Featured Poet: William Doreski, Keene
William (Bill) Doreski, Professor of English, Keene State College (New Hampshire) teaches creative writing, literary theory, and modern poetry. Born in Connecticut, he lived in Boston, Cambridge, and Arlington, MA for many years, attended various colleges, and received a Ph.D. from Boston University. After teaching at Goddard, Harvard, and Emerson colleges, he came to Keene State in 1982. He has published several collections of poetry, most recently Sacra Via (Tatlock Publications, 2005) and Another Ice Age (Cedar Hill, 2006), and three critical studies The Years of Our Friendship: Robert Lowell and Allen Tate (University Press of Mississippi, 1990), and The Modern Voice in American Poetry (University Press of Florida, 1995), Robert Lowell Shifting Colors (Ohio University Press, 1999) -- and a textbook entitled How to Read and Interpret Poetry (Prentice-Hall).
His critical essays, poetry, and reviews have appeared in many academic and literary journals, including Massachusetts Review, Notre Dame Review, The Alembic, New England Quarterly, Harvard Review, Modern Philology, Antioch Review, Yale Review, African American Review, and Natural Bridge. Of the poem Bill's chosen for the showcase, he writes:
Every summer I teach a basic course in poetry writing at Keene State College. We draft poems, based on assigned exercises during class time, then revise them to discuss at the following class meeting. I took the class downtown to sit somewhere and observe the street life around them and write a poem based on something they saw. This is my response to my own exercise.
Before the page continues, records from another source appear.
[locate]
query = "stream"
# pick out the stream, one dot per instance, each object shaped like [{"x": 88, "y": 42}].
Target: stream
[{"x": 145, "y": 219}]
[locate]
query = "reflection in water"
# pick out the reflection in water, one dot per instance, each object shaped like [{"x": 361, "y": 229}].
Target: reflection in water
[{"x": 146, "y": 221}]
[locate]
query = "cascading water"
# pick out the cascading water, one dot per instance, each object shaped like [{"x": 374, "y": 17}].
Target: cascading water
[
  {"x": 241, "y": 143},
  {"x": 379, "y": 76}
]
I saw a couple of young girls sitting in the gazebo in the square smoking a joint, and noted the trash blowing around, and thought, 'What if instead of trash, those are important messages going unread?'
Letters from God to Keene
Today as I walk to the square
I find letters from God dropped
in the street where retired old men
stoop to read them but fail
because the light’s so drab and frozen.
The bandstand gloats like a tombstone
as three girls smoking marijuana
watch the traffic circle the park.
God’s letters drift around them,
but they’re too giggly to pause and read
the good or bad news of their lives.
I’d wave and wish them luck but
they’d think me too old to flirt
with such lurid young creatures;
so I stagger to the pastry shop
and order coffee and donuts
and listen to heavyset workmen
complain that the letters from God
are harder to read every year,
the prickle of his holograph
like cataracts scratching their eyes.